1152. I was told by an electrician to use 130-volt bulbs, which he said were outlawed by the electric bulb makers because they last so long. He said that electricians can buy them and not the public. I found them and have used them for 5 years and he is right! They last forever. Why is that? How do they compare to more energy efficient lights? — J
When you use a bulb designed for 130 volts in a fixture that operates at 120 volts, the bulb's filament runs at less than its rated temperature. This temperature change has two consequences—one good and one bad. The good news is that operating the filament at less than its normal temperature slows the evaporation of tungsten atoms and prolongs the filament's life. That's why your bulbs are lasting so long. The bad news is that incandescent bulbs become much less energy efficient as you lower their filament temperatures. The light emitted by the filament is thermal radiation and its color spectrum and brightness depend almost exclusively on its temperature. These 130-volt bulbs emit redder and dimmer light than a normal bulb and they are significantly less energy efficient as a result. Incandescent bulbs already emit far more invisible infrared light than visible light and operating them at reduced temperatures only makes this problem worse.

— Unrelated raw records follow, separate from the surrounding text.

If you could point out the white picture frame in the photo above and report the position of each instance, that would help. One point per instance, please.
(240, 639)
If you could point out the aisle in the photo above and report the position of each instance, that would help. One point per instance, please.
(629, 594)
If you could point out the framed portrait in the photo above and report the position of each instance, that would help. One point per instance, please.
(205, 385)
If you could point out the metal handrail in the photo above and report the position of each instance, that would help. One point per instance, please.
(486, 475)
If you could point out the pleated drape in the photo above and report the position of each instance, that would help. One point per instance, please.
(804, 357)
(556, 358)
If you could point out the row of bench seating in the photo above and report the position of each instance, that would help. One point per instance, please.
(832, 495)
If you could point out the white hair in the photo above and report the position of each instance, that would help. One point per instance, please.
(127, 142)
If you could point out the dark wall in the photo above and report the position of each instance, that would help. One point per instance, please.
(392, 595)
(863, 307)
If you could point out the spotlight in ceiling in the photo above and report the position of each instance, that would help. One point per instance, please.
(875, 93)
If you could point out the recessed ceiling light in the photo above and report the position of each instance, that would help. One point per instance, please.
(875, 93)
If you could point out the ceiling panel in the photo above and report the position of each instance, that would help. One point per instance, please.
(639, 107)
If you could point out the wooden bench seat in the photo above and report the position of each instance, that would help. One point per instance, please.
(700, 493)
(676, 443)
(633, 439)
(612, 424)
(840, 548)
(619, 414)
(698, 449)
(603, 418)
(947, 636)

I recently read the statement "this bulb burns cooler than a normal bulb" on a package of super-long-life bulbs—as though burning cooler was a good thing rather than a serious shortcoming.
As energy becomes more and more precious, making the most of it becomes more and more important. I would suggest saving these 130-volt bulbs for fixtures that are so difficult to reach that you want to avoid changing bulbs at all costs. In more easily accessible fixtures, replacing bulbs is only a minor inconvenience associated with improved energy efficiency. Better still, switch to fluorescent lamps—which are much more energy efficient than even the best incandescent lamps.